Beech Creeps busted out a fine-ass slab of kill surf city cum pigfuck trash a little ways back and though I loved the record pretty decently then it was only with time and personal disappointments that the tough gnarl underlings really took hold of my heart. These boys are bad, man. Shitkickers with a keen yen for party-killing. They started a long slow racket in the near dark, growling and groaning through brown notes and death squalls before settling into the rock and roll monolith, ripping, shredding and pounding out un-hits for the anti-futurists like it was the only way they could get through their day without burning Bedford city back to the coke age.
I don’t know what I thought about them but I think it was pretty good. Never heard ’em. Never knew ’em. Saw some pictures here and there of a pretty girl howling black claws in a prom dress so, of course, I had to be present. Besides, the kids seem to pitter patter something fierce when Priests are present and the kids these know better. And, yeah, I liked them. And I certainly liked a few songs but the brand of pump shotgunning post punk yelp/noise/thump they delve in only really sustains me for a single or so. That’s me, though. The hundreds around me were rabid and the stage presentation was total Iggy on a peanut butter spree or Kathleen in the prime of her echolalic revelations.
Mark says Gang of Four meets (I forget) and I say The Fall with teeth (mostly literally) but after another beer we agree that Protomartyr is like the Hold Steady’s unmentionable underbelly.
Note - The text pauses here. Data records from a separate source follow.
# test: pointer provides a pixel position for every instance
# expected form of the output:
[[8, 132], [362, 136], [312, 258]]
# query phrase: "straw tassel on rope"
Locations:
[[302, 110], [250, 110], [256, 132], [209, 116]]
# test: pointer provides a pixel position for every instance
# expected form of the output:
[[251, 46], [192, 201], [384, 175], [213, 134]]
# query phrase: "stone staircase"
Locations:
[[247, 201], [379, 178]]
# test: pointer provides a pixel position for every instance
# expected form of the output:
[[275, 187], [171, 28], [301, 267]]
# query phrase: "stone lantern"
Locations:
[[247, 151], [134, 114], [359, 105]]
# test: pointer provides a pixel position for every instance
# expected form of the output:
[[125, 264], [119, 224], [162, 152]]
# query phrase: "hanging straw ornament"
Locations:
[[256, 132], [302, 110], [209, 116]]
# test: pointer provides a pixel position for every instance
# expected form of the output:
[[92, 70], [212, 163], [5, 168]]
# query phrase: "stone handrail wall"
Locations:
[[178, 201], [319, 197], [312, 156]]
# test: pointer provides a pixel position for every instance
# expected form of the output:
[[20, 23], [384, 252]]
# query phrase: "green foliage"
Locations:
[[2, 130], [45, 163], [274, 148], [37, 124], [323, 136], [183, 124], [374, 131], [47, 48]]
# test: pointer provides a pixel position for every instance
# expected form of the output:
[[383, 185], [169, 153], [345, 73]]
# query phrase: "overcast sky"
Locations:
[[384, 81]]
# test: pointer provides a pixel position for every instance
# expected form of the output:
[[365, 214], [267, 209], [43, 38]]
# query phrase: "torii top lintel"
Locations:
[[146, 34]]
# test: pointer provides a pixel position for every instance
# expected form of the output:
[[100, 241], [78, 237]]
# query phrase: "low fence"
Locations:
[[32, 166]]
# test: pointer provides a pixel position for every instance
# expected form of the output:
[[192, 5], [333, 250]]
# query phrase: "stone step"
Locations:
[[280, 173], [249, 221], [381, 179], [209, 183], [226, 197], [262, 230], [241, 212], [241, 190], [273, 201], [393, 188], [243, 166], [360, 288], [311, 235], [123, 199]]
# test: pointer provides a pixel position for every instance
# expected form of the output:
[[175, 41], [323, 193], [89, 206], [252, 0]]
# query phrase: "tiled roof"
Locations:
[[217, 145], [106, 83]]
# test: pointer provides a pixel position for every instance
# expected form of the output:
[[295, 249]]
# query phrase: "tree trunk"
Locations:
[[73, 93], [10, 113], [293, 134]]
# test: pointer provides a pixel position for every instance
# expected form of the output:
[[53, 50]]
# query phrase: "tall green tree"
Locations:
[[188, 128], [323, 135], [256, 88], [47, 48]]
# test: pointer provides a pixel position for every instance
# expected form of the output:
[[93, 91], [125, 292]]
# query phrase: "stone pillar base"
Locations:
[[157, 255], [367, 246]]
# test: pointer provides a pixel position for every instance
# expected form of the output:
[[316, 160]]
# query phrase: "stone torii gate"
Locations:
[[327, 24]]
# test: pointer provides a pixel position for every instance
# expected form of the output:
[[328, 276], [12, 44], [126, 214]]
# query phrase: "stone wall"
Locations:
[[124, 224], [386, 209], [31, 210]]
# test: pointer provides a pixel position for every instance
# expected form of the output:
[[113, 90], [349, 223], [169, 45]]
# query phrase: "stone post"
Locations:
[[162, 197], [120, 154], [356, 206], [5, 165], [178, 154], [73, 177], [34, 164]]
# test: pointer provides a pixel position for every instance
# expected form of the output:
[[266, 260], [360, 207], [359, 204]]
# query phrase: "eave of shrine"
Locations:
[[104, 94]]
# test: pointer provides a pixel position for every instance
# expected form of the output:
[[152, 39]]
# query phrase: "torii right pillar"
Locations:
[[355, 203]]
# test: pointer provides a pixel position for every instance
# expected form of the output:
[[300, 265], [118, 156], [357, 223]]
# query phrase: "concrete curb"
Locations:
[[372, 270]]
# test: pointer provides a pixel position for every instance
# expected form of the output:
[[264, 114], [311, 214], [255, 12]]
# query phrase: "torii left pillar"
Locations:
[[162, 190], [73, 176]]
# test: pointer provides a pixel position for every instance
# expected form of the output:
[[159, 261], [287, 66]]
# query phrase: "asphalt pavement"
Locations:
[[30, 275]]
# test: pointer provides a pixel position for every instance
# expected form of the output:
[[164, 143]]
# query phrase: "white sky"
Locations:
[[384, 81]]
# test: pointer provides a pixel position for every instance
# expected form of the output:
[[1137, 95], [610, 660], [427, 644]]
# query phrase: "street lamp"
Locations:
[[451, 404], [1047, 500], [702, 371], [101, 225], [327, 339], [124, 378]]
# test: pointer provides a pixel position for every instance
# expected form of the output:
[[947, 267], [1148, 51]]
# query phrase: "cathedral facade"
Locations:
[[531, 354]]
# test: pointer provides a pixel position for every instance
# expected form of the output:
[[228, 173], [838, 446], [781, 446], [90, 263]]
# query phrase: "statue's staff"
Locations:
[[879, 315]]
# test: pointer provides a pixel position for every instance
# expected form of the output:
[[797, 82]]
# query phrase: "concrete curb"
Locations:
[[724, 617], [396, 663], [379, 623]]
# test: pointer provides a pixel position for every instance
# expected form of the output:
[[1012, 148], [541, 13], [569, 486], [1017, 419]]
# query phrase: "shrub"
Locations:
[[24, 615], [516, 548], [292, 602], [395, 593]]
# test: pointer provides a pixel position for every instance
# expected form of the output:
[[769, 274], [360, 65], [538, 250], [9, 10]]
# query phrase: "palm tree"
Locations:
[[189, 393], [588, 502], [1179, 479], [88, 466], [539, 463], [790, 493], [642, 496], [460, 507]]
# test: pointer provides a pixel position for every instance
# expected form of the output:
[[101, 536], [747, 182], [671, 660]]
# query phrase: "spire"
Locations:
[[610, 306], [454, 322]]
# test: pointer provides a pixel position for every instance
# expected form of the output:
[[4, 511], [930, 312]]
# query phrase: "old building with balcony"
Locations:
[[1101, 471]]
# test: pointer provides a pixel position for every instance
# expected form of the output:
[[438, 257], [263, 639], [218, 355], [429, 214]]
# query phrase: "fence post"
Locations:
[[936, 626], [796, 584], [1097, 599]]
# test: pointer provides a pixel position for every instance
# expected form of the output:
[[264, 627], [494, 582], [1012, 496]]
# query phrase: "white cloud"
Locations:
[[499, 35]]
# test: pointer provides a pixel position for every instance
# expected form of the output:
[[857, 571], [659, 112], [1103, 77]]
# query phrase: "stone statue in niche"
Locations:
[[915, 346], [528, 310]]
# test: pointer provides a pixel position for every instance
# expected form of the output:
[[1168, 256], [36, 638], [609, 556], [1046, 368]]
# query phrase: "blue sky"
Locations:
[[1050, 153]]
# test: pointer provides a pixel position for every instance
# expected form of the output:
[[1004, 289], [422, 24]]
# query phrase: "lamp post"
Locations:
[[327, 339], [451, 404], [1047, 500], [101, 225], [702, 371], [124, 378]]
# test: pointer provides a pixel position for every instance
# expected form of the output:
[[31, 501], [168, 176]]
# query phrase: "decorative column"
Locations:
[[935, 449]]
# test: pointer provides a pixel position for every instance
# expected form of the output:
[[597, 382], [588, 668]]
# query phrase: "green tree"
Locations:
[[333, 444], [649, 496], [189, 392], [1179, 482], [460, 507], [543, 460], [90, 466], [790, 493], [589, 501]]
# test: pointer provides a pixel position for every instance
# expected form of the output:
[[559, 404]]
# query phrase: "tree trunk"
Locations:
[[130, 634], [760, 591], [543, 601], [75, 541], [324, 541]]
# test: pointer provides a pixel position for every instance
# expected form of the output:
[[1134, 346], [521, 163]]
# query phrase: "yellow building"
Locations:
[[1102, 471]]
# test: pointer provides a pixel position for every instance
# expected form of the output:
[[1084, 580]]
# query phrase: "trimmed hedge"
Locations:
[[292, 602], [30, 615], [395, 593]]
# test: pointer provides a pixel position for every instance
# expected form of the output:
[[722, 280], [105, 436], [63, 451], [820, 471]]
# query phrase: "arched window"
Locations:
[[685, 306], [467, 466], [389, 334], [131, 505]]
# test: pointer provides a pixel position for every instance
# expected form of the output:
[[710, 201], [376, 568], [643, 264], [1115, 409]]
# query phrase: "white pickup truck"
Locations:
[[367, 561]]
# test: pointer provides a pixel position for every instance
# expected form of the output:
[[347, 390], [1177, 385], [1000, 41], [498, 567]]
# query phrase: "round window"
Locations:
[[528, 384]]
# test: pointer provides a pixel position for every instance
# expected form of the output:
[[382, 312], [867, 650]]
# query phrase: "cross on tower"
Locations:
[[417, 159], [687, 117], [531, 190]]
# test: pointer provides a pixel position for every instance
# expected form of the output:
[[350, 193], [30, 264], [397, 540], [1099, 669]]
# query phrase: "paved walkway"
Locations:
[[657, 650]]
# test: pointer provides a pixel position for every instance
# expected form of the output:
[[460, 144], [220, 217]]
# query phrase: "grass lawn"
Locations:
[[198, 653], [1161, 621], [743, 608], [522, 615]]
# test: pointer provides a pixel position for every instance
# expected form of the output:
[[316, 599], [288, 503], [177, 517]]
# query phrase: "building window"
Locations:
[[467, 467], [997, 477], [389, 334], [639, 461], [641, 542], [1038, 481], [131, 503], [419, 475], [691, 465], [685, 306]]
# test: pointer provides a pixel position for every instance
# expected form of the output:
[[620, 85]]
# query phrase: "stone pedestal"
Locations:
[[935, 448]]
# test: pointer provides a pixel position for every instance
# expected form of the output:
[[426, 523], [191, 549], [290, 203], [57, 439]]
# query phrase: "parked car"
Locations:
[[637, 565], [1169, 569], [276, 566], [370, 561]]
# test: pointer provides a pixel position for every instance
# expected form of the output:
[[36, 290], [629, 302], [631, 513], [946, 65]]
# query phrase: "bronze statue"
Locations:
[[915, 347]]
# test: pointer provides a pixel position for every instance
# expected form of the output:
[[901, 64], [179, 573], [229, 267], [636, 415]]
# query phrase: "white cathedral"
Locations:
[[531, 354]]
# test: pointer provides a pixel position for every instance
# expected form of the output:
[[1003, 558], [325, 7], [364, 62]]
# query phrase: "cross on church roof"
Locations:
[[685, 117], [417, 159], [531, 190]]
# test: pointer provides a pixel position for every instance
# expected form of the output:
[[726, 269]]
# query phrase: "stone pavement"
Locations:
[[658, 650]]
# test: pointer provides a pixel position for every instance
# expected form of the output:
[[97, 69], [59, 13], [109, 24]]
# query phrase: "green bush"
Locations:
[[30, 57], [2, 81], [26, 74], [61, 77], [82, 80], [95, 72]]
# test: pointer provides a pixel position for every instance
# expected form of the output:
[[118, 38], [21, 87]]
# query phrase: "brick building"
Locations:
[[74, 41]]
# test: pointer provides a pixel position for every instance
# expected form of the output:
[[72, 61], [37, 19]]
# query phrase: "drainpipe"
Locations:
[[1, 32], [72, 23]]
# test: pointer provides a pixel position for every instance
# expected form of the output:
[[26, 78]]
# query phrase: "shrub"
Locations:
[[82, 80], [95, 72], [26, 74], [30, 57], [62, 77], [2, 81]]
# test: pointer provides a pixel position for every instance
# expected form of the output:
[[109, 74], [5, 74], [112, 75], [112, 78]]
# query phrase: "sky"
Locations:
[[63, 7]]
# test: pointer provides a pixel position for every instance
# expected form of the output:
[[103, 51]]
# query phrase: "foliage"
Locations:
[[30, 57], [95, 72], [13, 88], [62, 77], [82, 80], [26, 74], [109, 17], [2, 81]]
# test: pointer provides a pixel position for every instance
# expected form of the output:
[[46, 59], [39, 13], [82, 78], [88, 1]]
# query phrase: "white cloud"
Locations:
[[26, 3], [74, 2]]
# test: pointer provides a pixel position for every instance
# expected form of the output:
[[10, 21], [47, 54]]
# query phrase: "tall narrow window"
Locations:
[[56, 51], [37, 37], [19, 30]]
The afterparty for the vainglorious death that never came and took us in our wild and potent youth. It’s sprechgesang and furious indifference. Battered down if not broken and decidedly drunk, Protomartyr delivers the undilutable slang truth that the black suits are coming and no matter how hard you love and no matter what good you do, they’ll find you and when they do all your pleasures will turn to poison and when that happens all a man can do is crack his neck, ball his fists and live.